Ia juga mengatakan pergantian kurikulum sebenarnya hanya untuk peluang bisnis besar untuk berbagai pihak terutama sekolah sebab dana untuk anggaran kurikulum 2013 sudah turun sejak 2011 padahal masih mau diuji cobakan tahun 2013. Menurutnya, merubah kurikulum merupakan perubahan cabang yang tidak membawa perubahan yang signifikan jika mau mengatasi kerusakan generasi. “Akar yang rusak tidak bisa mengalirkan air ke seluruh bagian tumbuhan, daun-daun menjadi rusak . Begitupun dengan wajah buruk pendidikan saat ini. Tuntutan hidup semakin banyak, pelajar jadi PSK, belajar agama sejak kecil saat dewasa jadi PSK, kepribadian baik tapi tidak siap menghadapi tuntutan kehidupan. Akar masalahnya adalah visi pendidikan yang sejalan dengan kapitalisme. Maka solusi jitu yang harus kita lakukan adalah mengganti kapitalisme dengan Islam.”, serunya serambi disambut pekikan takbir oleh peserta.

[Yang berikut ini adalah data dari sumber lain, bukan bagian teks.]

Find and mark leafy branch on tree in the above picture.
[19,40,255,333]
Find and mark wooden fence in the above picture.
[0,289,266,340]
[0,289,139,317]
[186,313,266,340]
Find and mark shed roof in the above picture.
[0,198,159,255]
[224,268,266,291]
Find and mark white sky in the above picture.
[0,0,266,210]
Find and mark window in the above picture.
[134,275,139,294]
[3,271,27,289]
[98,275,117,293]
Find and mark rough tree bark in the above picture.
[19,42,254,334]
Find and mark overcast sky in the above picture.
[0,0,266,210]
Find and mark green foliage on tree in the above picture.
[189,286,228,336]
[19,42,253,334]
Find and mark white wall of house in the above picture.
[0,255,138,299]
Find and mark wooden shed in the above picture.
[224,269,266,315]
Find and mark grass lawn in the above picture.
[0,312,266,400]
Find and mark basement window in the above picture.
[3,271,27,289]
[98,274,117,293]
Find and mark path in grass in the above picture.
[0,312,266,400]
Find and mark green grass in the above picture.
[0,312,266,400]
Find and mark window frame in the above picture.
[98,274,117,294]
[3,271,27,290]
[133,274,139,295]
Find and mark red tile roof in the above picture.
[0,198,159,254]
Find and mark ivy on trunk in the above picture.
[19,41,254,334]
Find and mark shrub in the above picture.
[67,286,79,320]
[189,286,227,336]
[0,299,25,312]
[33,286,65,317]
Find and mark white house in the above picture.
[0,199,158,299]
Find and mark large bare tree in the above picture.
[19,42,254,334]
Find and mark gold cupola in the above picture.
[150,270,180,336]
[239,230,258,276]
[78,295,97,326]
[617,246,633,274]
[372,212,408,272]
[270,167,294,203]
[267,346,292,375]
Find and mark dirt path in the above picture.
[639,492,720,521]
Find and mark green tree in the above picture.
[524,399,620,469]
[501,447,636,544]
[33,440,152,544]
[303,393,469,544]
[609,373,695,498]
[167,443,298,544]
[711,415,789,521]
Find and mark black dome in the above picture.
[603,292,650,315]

Dibanding dengan Sistem pendidikan kapitalisme, Sri Wulandari menilai bahwa sistem pendidikan Islam yang telah diterapkan selama 13 abad, 100 % terbukti sukses tidak perlu ujicoba. Kesuksesan tersebut tentunya tidak lepas dari pendanaan dan kebijakan politik yang baik. “Sistem Pendidikan Islam yang sejatinya adalah sub-sistem tidak akan bisa terlaksana tanpa didukung sistem ekonomi Islam dan sistem politik Islam. Artinya, untuk menerapkan Sistem Pendidikan Islam, kita membutuhkan sistem pemerintahan Islam, yakni Khilafah”, pungkasnya.
Setelah sesi pemaparan materi berakhir, sesi diskusi dibuka. Salah seorang peserta, Rizka, mahasiswi angkatan 2010 FKIP Fisika menanyakan tentang kondisi umat non-islam jika sistem pendidikan islam diterapkan. Menurutnya, selain dari kapitalisme, buruknya pendidikan juga dari gurunya. Di sisi lain, mengganti kapitalisme tidak semudah membalikkan tangan.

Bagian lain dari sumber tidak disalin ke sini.